The governor indicated during his speech Sunday that being a parent of three young children has affected his views on schools.

"It makes me and her more sensitive to a lot of the things parents have to think through with kids nowadays," he said of himself and his wife, Casey DeSantis. 

Attendees at the rally said they were enthusiastic about the governor's political future. Gianni Lehmann, 73, from the Westchester neighborhood in Miami, said "we need new blood" on school boards and that "education has to be the first priority." 

Max Morgan, 50, a DeSantis supporter from Broward, said, "any parent is conservative when it comes to their children" even if they themselves are politically liberal.

"We want the best for our children, we want the safest environment, the best education," he said. 

Opponents of Florida Gov. Ron DeSantis' education agenda gathered outside a campaign event in Miami-Dade County on August 21, 2022.
Opponents of Florida Gov. Ron DeSantis' education agenda gathered outside a campaign event in Miami-Dade County on August 21, 2022.
Kimberly Leonard/Insider

'Save our children'

During his speech DeSantis also touted policies that have sparked backlash and lawsuits, including the Parental Rights in Education Act. 

Dubbed by critics as the "Don't Say Gay Bill," the new law bans discussions about sexual orientation and gender identity in schools, particularly in kindergarten through third grade. 

"Children are being exposed to things that are robbing them of their innocence," said Jackie Rosario, one of the school board candidates for Indian River County. "The content is often not age appropriate or grade-level appropriate. We need a new slogan: Save our children." 

But critics say the bill may extend to higher grades because it contains ambiguous language banning such instruction "in a manner that is not age appropriate or developmentally appropriate." They worry about chilling the speech of LGBTQ teachers and about students being outed to families who don't accept them. 

Another curriculum area DeSantis bashed at his campaign rally was "critical race theory," which he defined as teaching "kids to hate our country and hate each other because of race." Republicans have used the term as a shorthand for race-based discussions and trainings that they say are tied to Marxism. 

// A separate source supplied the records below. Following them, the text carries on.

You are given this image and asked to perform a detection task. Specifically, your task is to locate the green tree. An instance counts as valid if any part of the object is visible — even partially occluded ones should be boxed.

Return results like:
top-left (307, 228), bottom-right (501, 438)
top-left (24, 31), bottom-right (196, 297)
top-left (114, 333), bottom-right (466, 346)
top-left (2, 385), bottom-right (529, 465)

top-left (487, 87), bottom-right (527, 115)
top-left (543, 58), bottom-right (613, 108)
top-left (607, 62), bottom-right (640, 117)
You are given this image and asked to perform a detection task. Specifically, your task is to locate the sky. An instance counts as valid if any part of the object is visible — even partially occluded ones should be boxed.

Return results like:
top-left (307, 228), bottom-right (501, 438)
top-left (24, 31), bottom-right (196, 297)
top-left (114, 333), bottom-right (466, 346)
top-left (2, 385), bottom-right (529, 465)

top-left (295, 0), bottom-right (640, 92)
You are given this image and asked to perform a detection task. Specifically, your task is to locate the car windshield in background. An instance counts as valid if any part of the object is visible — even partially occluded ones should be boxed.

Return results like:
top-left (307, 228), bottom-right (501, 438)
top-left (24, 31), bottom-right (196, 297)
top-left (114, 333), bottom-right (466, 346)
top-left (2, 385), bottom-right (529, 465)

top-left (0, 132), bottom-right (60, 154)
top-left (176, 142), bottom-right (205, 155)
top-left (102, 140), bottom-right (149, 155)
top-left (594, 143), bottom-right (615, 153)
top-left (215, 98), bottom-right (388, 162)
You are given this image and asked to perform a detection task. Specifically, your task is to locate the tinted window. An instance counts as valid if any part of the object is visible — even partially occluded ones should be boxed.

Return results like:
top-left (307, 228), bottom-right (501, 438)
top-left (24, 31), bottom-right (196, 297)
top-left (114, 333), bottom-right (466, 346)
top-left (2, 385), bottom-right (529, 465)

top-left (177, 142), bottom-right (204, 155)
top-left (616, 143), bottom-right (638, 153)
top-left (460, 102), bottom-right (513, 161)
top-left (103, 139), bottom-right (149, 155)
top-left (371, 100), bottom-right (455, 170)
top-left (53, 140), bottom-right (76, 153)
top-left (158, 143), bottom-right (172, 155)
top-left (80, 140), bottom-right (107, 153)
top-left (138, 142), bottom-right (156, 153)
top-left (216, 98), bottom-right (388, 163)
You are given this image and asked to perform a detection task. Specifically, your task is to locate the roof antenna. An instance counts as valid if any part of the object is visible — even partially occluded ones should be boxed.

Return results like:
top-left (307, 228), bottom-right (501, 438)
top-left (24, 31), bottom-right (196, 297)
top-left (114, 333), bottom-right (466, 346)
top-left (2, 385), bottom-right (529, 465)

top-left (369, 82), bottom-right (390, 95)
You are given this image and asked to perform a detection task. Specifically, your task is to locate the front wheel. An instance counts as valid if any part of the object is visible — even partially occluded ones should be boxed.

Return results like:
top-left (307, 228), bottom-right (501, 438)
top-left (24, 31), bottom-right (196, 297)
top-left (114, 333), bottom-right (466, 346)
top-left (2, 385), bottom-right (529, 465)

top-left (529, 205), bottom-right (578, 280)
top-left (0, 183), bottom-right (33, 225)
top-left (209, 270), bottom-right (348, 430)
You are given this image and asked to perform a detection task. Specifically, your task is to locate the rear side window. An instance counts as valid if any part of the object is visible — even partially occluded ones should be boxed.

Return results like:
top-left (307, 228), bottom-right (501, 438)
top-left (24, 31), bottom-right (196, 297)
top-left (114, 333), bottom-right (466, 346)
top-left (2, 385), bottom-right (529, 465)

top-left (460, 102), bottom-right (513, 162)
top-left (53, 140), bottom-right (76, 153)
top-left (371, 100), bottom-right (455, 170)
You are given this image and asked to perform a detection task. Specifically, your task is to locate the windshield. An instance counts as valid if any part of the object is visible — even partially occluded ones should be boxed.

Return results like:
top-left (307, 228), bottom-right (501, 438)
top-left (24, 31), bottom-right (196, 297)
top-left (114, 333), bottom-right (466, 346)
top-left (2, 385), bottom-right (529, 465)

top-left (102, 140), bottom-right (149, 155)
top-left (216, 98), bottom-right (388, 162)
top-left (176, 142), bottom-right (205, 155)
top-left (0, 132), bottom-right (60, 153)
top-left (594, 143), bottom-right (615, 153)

Formally, critical race theory examines racism in US institutions stemming from slavery and the Jim Crow era. Democrats have argued it's mostly taught in law schools and accuse politicians who favor bans of trying to whitewash history.  

The DeSantis event drew roughly 30 protestors across the street who chanted "We say gay!" as the governor's supporters exited the event. 

The protesters held signs condemning a new state law that makes it illegal to have an abortion after 15 weeks into a pregnancy, a state effort to consider blocking transgender minors from accessing puberty blockers, and DeSantis' education policies. 

"Teachers are feeling uncomfortable that they can't speak their minds, that they can't be themselves" Avani said.